Michael S Barr: Preserving the dynamism and credibility of stress testing
Speech by Mr Michael S Barr, Member of the Board of Governors of the Federal Reserve System, at the Peterson Institute for International Economics, Washington DC, 25 September 2025.
The views expressed in this speech are those of the speaker and not the view of the BIS.
Thank you for the opportunity to speak to you.
Today, I would like to discuss a vital tool for supervising the safety and soundness of the largest banks and preserving the stability of our financial system. I was there, at the Treasury Department in 2009, when stress testing was first used in the United States in the heat of battle, an ad hoc measure to reverse a loss of confidence in U.S. banks that was a major force then driving the Great Recession. By examining how the balance sheets of banks would be affected by a worsening of financial and economic conditions, this process was intended to reveal weaknesses that could threaten the solvency of banks and prevent them from playing their central role in the economy.
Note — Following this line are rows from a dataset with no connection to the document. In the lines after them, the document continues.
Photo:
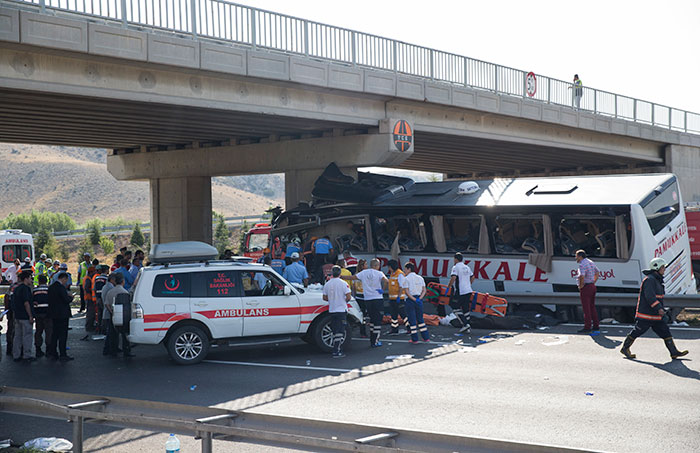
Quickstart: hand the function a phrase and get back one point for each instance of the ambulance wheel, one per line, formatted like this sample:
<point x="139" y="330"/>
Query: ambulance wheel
<point x="322" y="335"/>
<point x="188" y="345"/>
Stress testing ultimately succeeded in helping to restore confidence during the crisis, and in the aftermath this battle-tested tool became a formal and integral part of the effort to repair the ensuing damage and strengthen the banking system. Stress testing has continued to evolve in the years since then to maintain that strength and help limit the chances of another devastating financial crisis. Stress testing changed as its purpose changed from wartime to peacetime-from mitigating the crisis to preserving safety, soundness, and stability. It has changed as banks and regulators learned more about how stress testing works in practice and as part of an otherwise evolving supervisory and regulatory framework for banks that must necessarily adjust as finance itself evolves.